The C section takes up the largest section of the piece. You do not need to get to the end of all the lines provided.
Players should announce what line they are recording via the chat.
Once a line is recorded, other players may record that line (or fragments of it) again, but cannot backtrack to a previous line. Players can also choose to advance to the next line, but, again, backtracking is not allowed.
When a player is picking a soundfile to process, she can pick from any section. If she picks from section C, it should be normally a recent line, however you can break this rule if you have a good reason, ie. you feel a really strong attachment to a previous line or think it can exist as a counterpoint / commentary to the current line.
Blank lines in the text should be interpreted as pauses in making new recordings.
I have not yet thought about videos for this section.
Act 3 will also have text sound, but as a collage on top of other material. I was originally planning to have this section concentrate solely on people's religious or spiritual beliefs surrounding the rapture, the apocalypse or 2012. I'm hoping to do telephone interviews of Americans who believe the end is neigh. I'm hoping the promise of being able to witness to new audiences will be enticing enough to persuade them to participate. I have not yet found any rapture believers to record, but as we are not going to start working on this until October or November of 2011, it's not yet urgent.
In addition to rapture believers, I hope to do in-person recordings of people who have New Age beliefs about the winter solstice of 2012. So far I have interviewed one person and another has agreed to participate also. I plan to have the piece organised so that the rapture believers come first in the piece and the 2012 believers, but as I have not yet acquired much material, this is subject to change.
I plan to ask interviewees about current events, like rioting, economic turmoil and climate change and include those things in the text by how they correlate to religious and spiritual beliefs. The collage will also be made up of samples referencing these also, such as fire sounds, windows breaking, sirens, etc. This does present a risk of being overly dramatic, but appropriate use of heavy processing will turn the sounds into references that are more indirect. Also drama is not inappropriate to the medium. The collage should become less and less alarming towards the end, as the text switches to the generally more hopeful New Age respondents.

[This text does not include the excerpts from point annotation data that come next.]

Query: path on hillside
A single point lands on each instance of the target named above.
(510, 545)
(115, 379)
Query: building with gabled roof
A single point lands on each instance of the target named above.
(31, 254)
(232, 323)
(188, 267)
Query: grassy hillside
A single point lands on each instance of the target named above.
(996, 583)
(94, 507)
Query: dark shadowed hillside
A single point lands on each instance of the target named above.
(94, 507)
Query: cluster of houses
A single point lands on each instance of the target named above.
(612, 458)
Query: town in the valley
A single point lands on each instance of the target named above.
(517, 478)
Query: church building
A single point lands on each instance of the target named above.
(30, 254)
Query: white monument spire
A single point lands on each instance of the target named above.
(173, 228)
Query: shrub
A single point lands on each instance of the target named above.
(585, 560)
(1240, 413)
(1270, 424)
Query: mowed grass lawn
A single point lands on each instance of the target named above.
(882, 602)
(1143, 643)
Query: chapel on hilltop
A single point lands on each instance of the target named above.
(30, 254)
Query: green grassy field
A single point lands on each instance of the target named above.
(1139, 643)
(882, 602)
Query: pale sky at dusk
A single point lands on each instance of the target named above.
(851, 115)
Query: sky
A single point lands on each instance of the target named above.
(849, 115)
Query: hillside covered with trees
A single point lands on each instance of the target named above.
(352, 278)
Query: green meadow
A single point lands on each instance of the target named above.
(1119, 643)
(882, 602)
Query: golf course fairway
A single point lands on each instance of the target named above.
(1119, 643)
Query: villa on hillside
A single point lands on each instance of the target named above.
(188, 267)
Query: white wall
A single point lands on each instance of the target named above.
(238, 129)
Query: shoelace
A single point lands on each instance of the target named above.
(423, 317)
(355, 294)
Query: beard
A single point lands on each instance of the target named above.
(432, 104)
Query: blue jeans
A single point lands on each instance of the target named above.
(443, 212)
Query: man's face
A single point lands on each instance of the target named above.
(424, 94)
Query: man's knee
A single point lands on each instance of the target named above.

Act 4 will have a graphic score, in the style of Cornelius Cardew's Treatise. I recently participated in the first all-vocal performance of that piece, at the South London Gallery on 16 September 2011. The group I sang with did not have a lot of experience with free improvisation, and it was interesting to see how exposure to such open material challenged and inspired them. I hope that similarly, BiLE will go places we would not have otherwise without the graphic score.
I do want it to move from a spiritual hope of the previous act to something more inclusive. My hope is that the audience will leave not with a sense that the apocalypse is coming in one form or another, but that it is possible to avert disaster.